Suttree(181)
Along a wet street, a freshened wind with spits of rain in it. Raw musky smell of the walks. He was in some kind of trouble. Clockshop. A fourlegged clock in a glass bell, a pending treblehook baited with gold balls revolving slowly. Coming to rest. The clock hands too. He looked at his face in the glass. On the wall beyond other clocks are stopping. Me? The shop is closed. A thought to ask. He will not ask, however. Clocks need winding and people to wind them. Someone should be told.

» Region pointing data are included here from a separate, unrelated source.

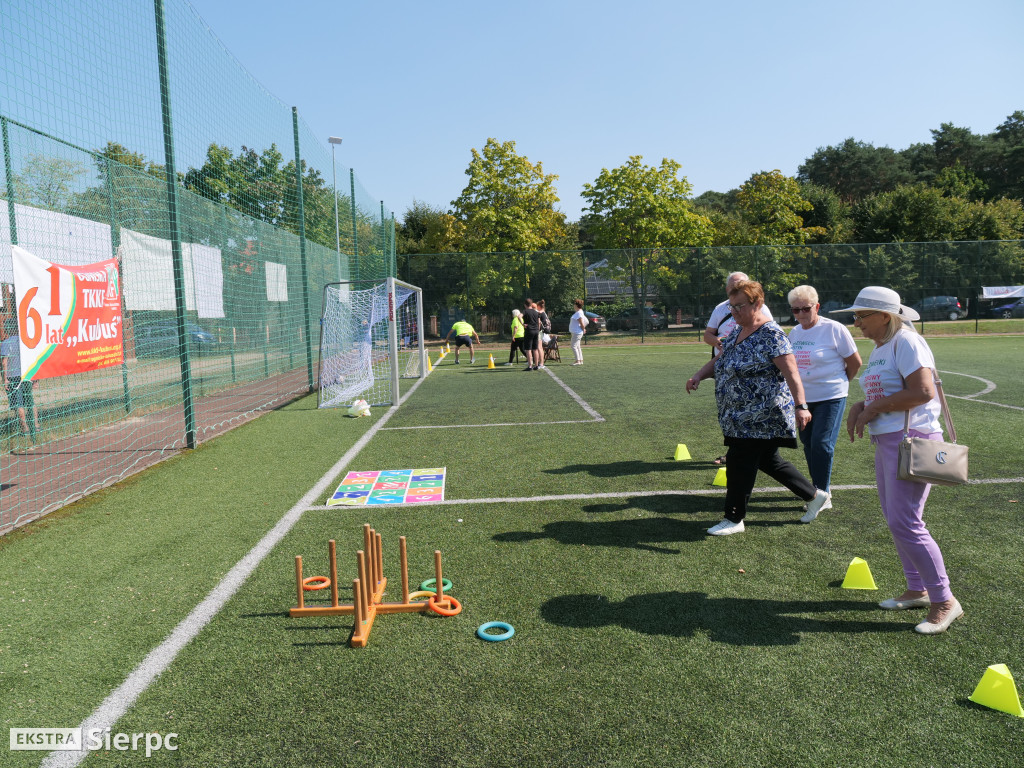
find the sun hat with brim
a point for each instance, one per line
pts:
(881, 300)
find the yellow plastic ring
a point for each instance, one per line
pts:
(310, 584)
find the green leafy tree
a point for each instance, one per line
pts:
(639, 209)
(855, 169)
(508, 204)
(47, 181)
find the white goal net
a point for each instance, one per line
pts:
(371, 337)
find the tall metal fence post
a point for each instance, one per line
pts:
(172, 220)
(353, 272)
(302, 255)
(9, 177)
(115, 245)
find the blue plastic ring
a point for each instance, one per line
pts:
(481, 631)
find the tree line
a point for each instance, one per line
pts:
(961, 186)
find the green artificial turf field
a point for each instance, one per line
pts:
(640, 641)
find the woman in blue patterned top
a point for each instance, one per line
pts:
(756, 381)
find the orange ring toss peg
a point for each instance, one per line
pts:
(454, 608)
(315, 583)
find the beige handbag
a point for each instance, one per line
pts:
(933, 461)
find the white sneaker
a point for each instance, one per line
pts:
(726, 527)
(826, 505)
(821, 498)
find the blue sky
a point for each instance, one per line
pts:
(726, 88)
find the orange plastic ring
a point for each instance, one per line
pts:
(310, 584)
(453, 609)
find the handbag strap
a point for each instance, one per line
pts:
(942, 401)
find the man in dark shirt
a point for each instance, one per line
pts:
(531, 320)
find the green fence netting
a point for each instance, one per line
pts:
(221, 270)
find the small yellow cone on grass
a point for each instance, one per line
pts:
(858, 576)
(996, 690)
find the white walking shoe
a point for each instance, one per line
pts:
(816, 504)
(726, 527)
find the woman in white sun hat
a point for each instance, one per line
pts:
(898, 378)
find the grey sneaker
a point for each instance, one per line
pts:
(815, 505)
(726, 527)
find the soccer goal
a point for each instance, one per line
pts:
(371, 337)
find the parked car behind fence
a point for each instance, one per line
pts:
(939, 307)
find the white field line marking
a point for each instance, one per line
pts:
(122, 698)
(989, 387)
(503, 424)
(595, 417)
(626, 494)
(583, 403)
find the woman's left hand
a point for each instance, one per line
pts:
(803, 419)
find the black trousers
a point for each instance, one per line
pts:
(516, 347)
(742, 464)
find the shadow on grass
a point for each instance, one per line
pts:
(726, 620)
(619, 469)
(642, 534)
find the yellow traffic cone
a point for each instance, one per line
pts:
(996, 690)
(858, 576)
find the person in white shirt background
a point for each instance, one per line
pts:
(578, 327)
(827, 359)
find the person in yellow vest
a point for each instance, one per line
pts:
(518, 331)
(464, 335)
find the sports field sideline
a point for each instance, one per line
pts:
(161, 605)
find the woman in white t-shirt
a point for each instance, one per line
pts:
(827, 359)
(898, 378)
(578, 327)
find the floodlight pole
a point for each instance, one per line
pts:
(335, 140)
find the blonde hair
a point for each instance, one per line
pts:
(803, 293)
(751, 289)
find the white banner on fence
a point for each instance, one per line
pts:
(56, 238)
(148, 274)
(1003, 292)
(276, 282)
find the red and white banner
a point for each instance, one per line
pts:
(69, 317)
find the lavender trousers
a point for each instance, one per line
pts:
(903, 507)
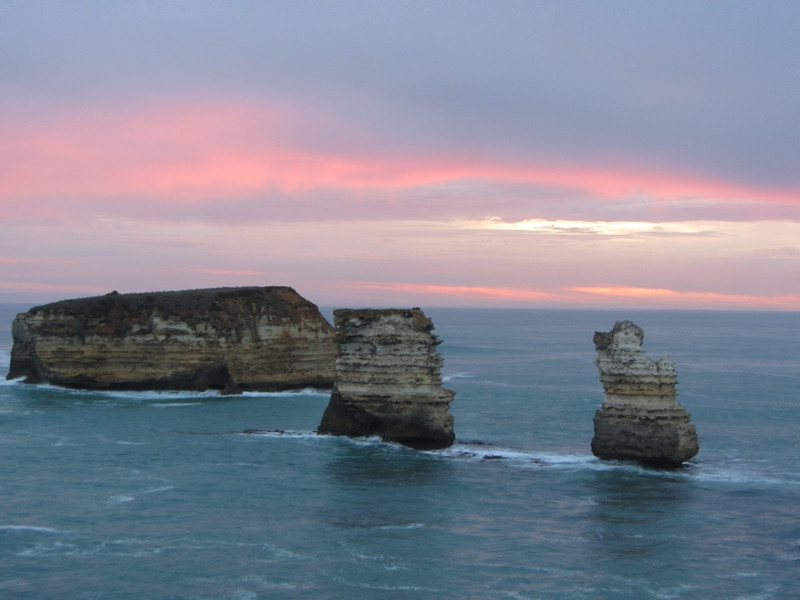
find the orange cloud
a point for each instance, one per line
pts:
(232, 272)
(199, 151)
(699, 299)
(609, 296)
(459, 291)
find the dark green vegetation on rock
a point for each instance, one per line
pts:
(230, 339)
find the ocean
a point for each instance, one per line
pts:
(162, 495)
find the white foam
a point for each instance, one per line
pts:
(163, 488)
(121, 499)
(288, 393)
(284, 434)
(34, 528)
(450, 377)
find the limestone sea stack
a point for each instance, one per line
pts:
(640, 418)
(388, 380)
(230, 339)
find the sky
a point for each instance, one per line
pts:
(605, 154)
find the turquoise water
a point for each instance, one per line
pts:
(161, 495)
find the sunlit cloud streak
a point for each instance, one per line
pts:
(515, 153)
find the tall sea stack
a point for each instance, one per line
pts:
(640, 418)
(388, 380)
(230, 339)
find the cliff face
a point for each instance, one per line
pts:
(232, 339)
(640, 418)
(388, 379)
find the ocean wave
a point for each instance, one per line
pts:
(451, 376)
(34, 528)
(281, 433)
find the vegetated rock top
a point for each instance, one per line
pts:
(233, 339)
(281, 299)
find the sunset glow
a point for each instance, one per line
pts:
(520, 177)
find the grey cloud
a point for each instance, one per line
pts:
(698, 87)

Will the accused please stand.
You have heard the charges against you.
Yes.
Yessir. I come in about eight like I usually do. Seen this feller lookin in the winder and never thought nothin about it. Well, I got in there and I looked at the clock and I seen it wasnt right and I went up to set it and it wasnt runnin. It was wound but it wouldnt run. Then I begun to look around and they was all kinds of peculiarness afoot.

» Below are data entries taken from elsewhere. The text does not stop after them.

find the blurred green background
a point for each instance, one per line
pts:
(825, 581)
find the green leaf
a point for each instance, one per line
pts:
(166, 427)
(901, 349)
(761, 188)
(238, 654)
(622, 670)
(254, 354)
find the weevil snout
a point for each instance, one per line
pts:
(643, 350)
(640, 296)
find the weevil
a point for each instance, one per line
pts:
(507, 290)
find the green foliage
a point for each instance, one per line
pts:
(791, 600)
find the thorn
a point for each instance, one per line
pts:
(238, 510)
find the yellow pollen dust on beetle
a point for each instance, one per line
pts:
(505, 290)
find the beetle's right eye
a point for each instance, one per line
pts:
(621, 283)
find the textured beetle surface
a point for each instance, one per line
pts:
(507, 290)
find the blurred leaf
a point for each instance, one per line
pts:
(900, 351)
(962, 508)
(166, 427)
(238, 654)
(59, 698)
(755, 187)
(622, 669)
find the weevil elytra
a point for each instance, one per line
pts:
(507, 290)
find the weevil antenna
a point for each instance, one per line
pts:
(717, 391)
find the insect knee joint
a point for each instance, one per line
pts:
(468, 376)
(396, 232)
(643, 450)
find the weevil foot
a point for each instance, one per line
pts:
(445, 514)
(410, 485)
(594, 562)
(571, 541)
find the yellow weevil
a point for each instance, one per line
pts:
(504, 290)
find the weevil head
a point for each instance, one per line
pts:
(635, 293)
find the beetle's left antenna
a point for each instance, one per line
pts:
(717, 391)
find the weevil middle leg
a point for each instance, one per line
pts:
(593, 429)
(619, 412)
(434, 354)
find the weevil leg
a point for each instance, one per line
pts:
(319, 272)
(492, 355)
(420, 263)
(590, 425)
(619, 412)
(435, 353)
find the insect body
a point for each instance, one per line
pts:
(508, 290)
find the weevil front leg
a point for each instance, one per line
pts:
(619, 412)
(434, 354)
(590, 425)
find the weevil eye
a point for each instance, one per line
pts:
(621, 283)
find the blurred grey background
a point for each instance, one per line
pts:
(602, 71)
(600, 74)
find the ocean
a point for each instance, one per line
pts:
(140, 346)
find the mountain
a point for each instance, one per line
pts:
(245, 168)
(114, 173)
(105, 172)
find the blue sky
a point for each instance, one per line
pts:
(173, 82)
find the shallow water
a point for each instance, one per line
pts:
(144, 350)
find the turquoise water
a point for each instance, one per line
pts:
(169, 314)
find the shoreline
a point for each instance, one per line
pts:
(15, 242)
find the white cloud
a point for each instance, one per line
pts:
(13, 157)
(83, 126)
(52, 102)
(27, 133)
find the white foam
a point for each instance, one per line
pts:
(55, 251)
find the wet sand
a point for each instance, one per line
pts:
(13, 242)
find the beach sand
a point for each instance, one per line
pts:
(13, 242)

And could you describe these things for us briefly.
Yessir. Well, I kindly hate to …
You may speak freely. The accused is securely fettered. Is the accused fettered? Aye, fettered.
Yessir. Well, I commenced lookin about and I seen straightaway they wasnt nary clock in the place knowed what time of day it was. And then I seen Tweetiepie’s dead.
You seen Tweetiepie was dead. Were dead.
Yessir.
Let the record show that Tweetiepie is dead.
At the hand of person or persons unknown.
It was him done it settin over there feathered.
Will you identify these remains.
O lordy no I caint bear it I’m so tore up with grief.
Your bird sir?
The same.
Let the record show that the bird is the same bird.
Of course the bird is the same bird, called Suttree, lying thin, white, soft, in a tray of ice, curious tetrapod cooling.
Mr Suttree in what year did your greatuncle Jeffrey pass away?
It was in 1884.
Did he die by natural causes?
No sir.
And what were the circumstances surrounding his death.
He was taking part in a public function when the platform gave way.
Our information is that he was hanged for a homicide.
Yessir.
Are you aware of the penalty fixed upon conviction of lycanthropy?
Suttree moaned in the ice. It was never me, he called.
Who segued lithe as an eel from chancery to forest path, abroad by dark tarns in a deep wood where no sun shone and the reeds grew black and fish blind. Until he was stopped by a turtlepedlar bearing a sack of turtles and a rifle gun. Clad in burlap and unshaven he was and in brogans out at the toes and it cold weather.
Harkee stranger, cried the man. A turtle for your soup.
Stranger let me pass for I am weary.
Fifty cents and your choice of the best, ye’ll not buy cheaper.
Outbound I am, beyond all wares.
It’s hard else could bring you here.
This is no path of my choosing.
Nor mine.
Leeway and ease, the night is coming.
The turtlemonger held forth his sack. Fine turkles, fat turkles. Turkles for the stew.
The dreamer would pass but he has let fall the long dark lilac iron of his riflebarrel to bar the way. An outlaw tollsman reeking of woodsmoke and swamp rot and seeking some chiminage dearer than a path so dark could warrant. Or any path at all.
These be special turkles. Dont pass on without you’ve give em your consideration.
To this the traveler did consent. The vendor’s face grew crafty. The wet sack collapsing aclatter on the ground. He turns back the mouth.
Those are not turtles. Oh God they’re not turtles.
Suttree had half reared up in the bed, his swollen tongue gagging his cries. He fell back. Voices spoke beyond a wall. He saw with icy prescience the deathcart before the door, menials entering with a pallet to haul away his puling body and surely the stink of the unshriven dead is a dire stench rising to affront the nostrils of God. Impenitents snatched from the midst of their leprous revels, hard justice. Suttree saw the General pass atop his coalwagon, a paler horse in the traces. He lifted a hand. No fingers to the glove he wore, his cart made no sound. They receded into the vapors till there was just the orange light from the lantern where it swung by its bail from the tailboard.
Down Front Street streetlamps marked the way with measured rings of chromeblue light. The sleepfast shacks lay rotting, dusky sleepers lay within. The dooryard flowers half awake in the lamplight and the city’s neon constellations emerging on the night, a pastel alpenglow in which the dust of demolition rose from the jagged ruins of the Cumberland Hotel, the Lyric Theatre.
At the door of the Huddle folk from the looms of McAnally are convened. First among these is a beardless Celt with spattled skin and rebate teeth. Three eyes in his head he has and he is covered over all with orange hair like unto a Cathay ape. At his elbow a stripling with a small and foxy face let into the lower part of a bulbous skull. His towcolored hair is cropped and stands wispily erect and seen from behind he most resembles an enormous dandelion. Suttree smiles to see such friends. The murdered are first to embrace him. Callahan’s heavy arm about his shoulder, grinding the scapulae. He speaks through the flarey airholes of his boneless nose to the silverhaired and senatoriallooking barman.